Multichoice expanded quickly after launch to reach 4.9 million subscribers by the end of 2010, but growth has since slowed down, with almost 6 million customers expected by the end of 2012. Further growth will be constrained by increasing competition, especially from Canal+, with content acquisition costs being driven up. The explosive growth in 2010 came through having exclusive rights in many countries to the FIFA World Cup in South Africa, but for the 2014 World Cup in Brazil will have to compete with Canal+ among others.

There are also uncertainties over the direction of pay-TV regulation in some of the countries. This regulatory factor has so far confined African pay TV largely to the sub-Saharan countries, with broadcasting having been state controlled in the northern so called Maghreb countries including Morocco, Algeria, Tunisia and Libya, at least before the Arab spring.

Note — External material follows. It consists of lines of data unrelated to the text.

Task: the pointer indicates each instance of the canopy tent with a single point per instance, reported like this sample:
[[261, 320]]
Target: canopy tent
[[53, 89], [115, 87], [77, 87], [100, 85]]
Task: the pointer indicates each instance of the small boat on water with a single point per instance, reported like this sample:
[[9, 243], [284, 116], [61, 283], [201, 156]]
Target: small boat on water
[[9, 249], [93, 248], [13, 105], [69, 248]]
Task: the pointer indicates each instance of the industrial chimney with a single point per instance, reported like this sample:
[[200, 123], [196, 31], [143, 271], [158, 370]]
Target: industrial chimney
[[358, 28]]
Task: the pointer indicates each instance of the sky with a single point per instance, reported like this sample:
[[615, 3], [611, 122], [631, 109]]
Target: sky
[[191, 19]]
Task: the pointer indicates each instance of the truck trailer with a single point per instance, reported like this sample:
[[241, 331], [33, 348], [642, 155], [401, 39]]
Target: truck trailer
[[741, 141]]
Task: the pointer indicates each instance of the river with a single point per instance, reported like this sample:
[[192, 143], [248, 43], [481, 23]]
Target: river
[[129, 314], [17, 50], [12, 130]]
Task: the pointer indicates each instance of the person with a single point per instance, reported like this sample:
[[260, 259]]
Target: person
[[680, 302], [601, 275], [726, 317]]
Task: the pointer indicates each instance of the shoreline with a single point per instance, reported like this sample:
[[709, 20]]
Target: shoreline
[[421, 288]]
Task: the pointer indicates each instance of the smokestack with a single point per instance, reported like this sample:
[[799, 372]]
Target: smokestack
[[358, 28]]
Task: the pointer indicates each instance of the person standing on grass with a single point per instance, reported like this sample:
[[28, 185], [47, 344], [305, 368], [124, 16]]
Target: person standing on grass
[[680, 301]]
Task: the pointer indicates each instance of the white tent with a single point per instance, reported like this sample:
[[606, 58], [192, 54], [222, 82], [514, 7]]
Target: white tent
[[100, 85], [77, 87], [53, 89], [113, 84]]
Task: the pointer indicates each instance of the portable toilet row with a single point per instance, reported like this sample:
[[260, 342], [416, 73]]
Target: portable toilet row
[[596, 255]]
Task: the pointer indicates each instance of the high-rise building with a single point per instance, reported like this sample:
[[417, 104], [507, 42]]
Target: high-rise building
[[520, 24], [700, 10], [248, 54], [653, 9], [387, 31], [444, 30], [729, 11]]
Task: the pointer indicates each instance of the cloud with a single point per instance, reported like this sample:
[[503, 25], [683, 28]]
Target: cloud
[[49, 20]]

The only other significant pay-TV operator in Africa so far is Top TV, owned by On Digital Media of South Africa. Top TV began broadcasting in May 2010, and now has just over 300,000 customers, plus about 100,000 that have decoder boxes but whose service has been deactivated because users could not pay their monthly fee. Top TV has introduced a voucher scheme allowing users to pay their subs in the same way they do for electricity, by using cell phones to make one-off payments with no penalty for having to be reconnected. This highlights a growing trend in Africa to use cell phones for making payments associated with the accounts, exploiting the fast-growing mobile phone penetration, coupled with the fact many people still do not have bank accounts.